The six distilled variants of DeepSeek-R1 extend this logic further. The 32B distilled model outperforms OpenAI’s o1-mini on multiple benchmarks and runs on a single high-end workstation. More importantly, these distilled models used existing open-weight bases: Qwen2.5 and Llama 3 variants. DeepSeek’s reasoning capabilities flowed into the existing Qwen and Llama derivative ecosystems without requiring practitioners to change their tooling. A researcher who had built a Qwen2.5 fine-tune for a specific domain could apply the DeepSeek-R1 distillation methodology and extend it without switching architectures.
That cross-pollination is a direct consequence of releasing distilled models on top of the two most widely deployed open-weight families. The reasoning capability doesn’t sit in a silo; it propagates through whatever ecosystem the base model already occupies.
The “AI+” Framing
The HuggingFace retrospective frames the third stage of this ecosystem evolution as “AI+”: AI integration across sectors at scale. The blog’s authors are direct about the strategy: “Openly sharing artifacts from models to papers to deployment infrastructure maps to a strategy with the goal of large-scale deployment and integration.”
This is AI-as-infrastructure thinking. The competitive goal is to be embedded in enough downstream systems that the model family becomes load-bearing for the broader ecosystem. Once Qwen is the base for 113,000 other models, many of which are production deployments in enterprise and research contexts, Qwen’s architecture decisions become the ecosystem’s architecture decisions. Its tokenizer, its context length, its fine-tuning API surface, all of these propagate forward into dependent systems.
Western open-source labs have pursued a version of this with Llama, and Meta’s work deserves credit for establishing the open-weight model as a viable format. The 27,000 versus 113,000 derivative gap is a concrete signal that Alibaba’s approach has been more effective. Part of this comes down to volume of releases: Qwen has 433 models on HuggingFace compared to Meta’s significantly smaller catalog. Part of it is the ModelScope platform giving Chinese researchers a parallel distribution channel that keeps the ecosystem active.

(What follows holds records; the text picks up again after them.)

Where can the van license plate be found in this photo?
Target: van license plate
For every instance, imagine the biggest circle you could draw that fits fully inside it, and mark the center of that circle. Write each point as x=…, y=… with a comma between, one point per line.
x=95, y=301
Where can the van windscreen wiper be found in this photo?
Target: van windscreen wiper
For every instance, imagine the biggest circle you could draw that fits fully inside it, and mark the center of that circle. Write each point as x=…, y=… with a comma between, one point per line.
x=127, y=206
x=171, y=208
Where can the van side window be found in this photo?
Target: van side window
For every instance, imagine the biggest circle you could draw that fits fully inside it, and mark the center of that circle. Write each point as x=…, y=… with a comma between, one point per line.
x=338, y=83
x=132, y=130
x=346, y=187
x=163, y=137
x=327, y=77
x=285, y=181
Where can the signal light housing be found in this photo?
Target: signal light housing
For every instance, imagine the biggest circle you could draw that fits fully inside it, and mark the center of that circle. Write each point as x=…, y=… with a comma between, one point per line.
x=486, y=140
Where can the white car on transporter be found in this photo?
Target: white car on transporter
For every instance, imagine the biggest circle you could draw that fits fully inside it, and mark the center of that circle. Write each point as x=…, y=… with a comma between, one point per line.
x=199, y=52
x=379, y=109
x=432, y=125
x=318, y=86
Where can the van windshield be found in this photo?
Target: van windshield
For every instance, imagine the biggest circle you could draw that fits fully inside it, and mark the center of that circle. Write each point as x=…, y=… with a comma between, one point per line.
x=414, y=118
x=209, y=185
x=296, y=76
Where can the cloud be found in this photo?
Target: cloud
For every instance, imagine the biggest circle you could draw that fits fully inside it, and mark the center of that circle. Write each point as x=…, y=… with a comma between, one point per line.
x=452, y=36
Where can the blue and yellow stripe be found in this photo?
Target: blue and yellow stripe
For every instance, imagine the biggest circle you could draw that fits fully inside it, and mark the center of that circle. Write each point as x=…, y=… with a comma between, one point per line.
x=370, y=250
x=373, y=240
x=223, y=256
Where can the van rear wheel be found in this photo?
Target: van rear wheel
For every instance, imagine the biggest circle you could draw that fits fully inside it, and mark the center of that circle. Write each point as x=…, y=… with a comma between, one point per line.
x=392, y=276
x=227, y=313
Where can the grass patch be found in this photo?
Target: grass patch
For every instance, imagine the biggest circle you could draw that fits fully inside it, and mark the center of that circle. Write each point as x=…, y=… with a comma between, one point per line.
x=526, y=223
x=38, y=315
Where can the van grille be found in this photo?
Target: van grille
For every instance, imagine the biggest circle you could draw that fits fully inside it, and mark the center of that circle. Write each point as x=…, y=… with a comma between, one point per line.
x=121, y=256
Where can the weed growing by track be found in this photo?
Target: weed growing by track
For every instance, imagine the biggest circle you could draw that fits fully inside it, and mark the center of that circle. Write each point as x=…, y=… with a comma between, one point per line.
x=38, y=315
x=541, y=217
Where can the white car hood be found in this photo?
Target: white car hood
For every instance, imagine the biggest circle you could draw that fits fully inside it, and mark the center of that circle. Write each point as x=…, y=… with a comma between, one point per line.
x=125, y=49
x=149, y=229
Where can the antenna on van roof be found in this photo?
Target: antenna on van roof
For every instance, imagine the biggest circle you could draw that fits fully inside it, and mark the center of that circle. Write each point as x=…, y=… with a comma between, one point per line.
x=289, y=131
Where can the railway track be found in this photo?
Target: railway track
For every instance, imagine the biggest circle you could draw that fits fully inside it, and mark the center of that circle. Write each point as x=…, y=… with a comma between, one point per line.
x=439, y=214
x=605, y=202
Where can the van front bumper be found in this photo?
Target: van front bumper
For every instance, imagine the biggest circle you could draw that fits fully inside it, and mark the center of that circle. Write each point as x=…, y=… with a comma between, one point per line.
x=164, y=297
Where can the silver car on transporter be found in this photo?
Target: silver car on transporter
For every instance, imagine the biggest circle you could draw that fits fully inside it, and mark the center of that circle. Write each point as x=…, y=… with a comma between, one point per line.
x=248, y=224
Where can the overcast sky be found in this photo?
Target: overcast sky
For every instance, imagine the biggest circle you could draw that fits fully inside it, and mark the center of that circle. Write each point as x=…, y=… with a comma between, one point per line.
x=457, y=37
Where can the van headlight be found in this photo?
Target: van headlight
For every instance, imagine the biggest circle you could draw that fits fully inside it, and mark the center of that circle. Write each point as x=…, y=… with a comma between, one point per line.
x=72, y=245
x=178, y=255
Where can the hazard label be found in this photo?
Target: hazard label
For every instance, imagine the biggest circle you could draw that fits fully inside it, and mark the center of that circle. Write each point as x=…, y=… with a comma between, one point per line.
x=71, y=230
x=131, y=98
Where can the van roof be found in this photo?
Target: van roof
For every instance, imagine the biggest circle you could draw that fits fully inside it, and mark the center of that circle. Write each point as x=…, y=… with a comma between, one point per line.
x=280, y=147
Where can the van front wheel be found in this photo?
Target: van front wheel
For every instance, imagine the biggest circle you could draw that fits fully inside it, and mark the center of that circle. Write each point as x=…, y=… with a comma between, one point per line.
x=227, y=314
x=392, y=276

Part of it is the continuous family approach: rather than waiting for a flagship release, Qwen ships across sizes and modalities frequently, which means there’s always a current Qwen model close to whatever a researcher needs.
This is a fundamentally different product strategy than “release the best model and update annually.”
The Competitive Implication
The HuggingFace blog’s core observation is that open source has become the dominant approach for Chinese AI organizations, and the motivation is explicitly strategic. That framing matters because it explains the continuity of the effort. The value compounds directly with adoption, which creates incentives for sustained investment in the ecosystem rather than just periodic model releases.
For closed AI providers, the “closed model as moat” thesis continues to erode. DeepSeek-V3.2, released in December 2025 with 685B parameters and a new DeepSeek Sparse Attention mechanism, reportedly surpasses GPT-5 on IMO and IOI benchmarks. If that holds under independent evaluation, the primary competitive advantage of closed models has shifted to latency, reliability, and support infrastructure, not raw capability.
Building a great model and releasing it is necessary but not sufficient for the kind of ecosystem influence that Qwen has built. The ecosystems that compound are the ones that make it easy for thousands of practitioners to build on top of them, through documentation, family breadth, architectural stability, and presence on the platforms where practitioners work. Qwen’s 113,000 derivatives accumulated because Alibaba treated model releases as infrastructure deployment rather than product launches. The distinction matters more now than it did a year ago, when the field was still absorbing what the initial DeepSeek release meant.